Acutipetala

Scientific classification
- Kingdom: Animalia
- Phylum: Arthropoda
- Subphylum: Chelicerata
- Class: Arachnida
- Order: Araneae
- Infraorder: Araneomorphae
- Family: Agelenidae
- Genus: Acutipetala Dankittipakul & Zhang, 2008
- Type species: A. octoginta Dankittipakul & Zhang, 2008
- Species: Acutipetala donglini Dankittipakul & Zhang, 2008 ; Acutipetala octoginta Dankittipakul & Zhang, 2008 ;

= Acutipetala =

Genus of spiders

Acutipetala is a small genus of southeast Asian funnel weavers native to the evergreen forests of northern Thailand. They are medium-sized spiders, 6.7 mm to 8.8 mm long, and are distinguished by the distinctive appearance of several genital structures, including the embolus and the median apophysis of the male pedipalp. The eyes are in two rows, both of which are strongly curved forward.

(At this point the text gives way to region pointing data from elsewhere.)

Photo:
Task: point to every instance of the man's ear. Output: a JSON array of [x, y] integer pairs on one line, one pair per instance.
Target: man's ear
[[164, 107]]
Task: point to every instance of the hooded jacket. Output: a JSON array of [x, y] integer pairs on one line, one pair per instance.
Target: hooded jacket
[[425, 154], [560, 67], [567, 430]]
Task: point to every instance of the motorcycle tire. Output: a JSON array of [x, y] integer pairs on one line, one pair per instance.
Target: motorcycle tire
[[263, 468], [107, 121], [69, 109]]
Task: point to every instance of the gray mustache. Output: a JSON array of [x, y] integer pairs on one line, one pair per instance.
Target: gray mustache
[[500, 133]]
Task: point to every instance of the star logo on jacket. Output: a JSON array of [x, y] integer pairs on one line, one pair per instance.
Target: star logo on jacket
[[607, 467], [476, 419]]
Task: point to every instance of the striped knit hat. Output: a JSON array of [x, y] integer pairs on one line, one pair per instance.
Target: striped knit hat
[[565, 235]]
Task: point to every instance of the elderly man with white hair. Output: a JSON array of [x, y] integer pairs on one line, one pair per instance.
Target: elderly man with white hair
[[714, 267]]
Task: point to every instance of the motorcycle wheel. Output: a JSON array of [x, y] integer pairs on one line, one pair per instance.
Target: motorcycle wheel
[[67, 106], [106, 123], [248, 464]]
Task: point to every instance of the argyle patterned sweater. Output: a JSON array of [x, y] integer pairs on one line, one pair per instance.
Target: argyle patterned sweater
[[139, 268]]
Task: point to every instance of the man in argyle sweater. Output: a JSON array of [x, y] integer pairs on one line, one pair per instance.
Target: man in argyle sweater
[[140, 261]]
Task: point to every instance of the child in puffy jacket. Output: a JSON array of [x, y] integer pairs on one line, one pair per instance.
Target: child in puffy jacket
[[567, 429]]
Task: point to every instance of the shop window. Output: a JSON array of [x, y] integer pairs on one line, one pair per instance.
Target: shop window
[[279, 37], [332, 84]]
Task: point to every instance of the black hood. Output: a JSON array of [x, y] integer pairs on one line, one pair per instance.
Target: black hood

The genus was first described by P. Dankittipakul and Z. S. Zhang in 2008, and As of March 2022 it contains only two species: A. donglini and A. octoginta. The name is a combination of the Latin "acutus", meaning "sharp", and the Greek "petalon" (πετάλων), in reference to the sharp, flower petal shape of the medial apophysis of the male pedipalp.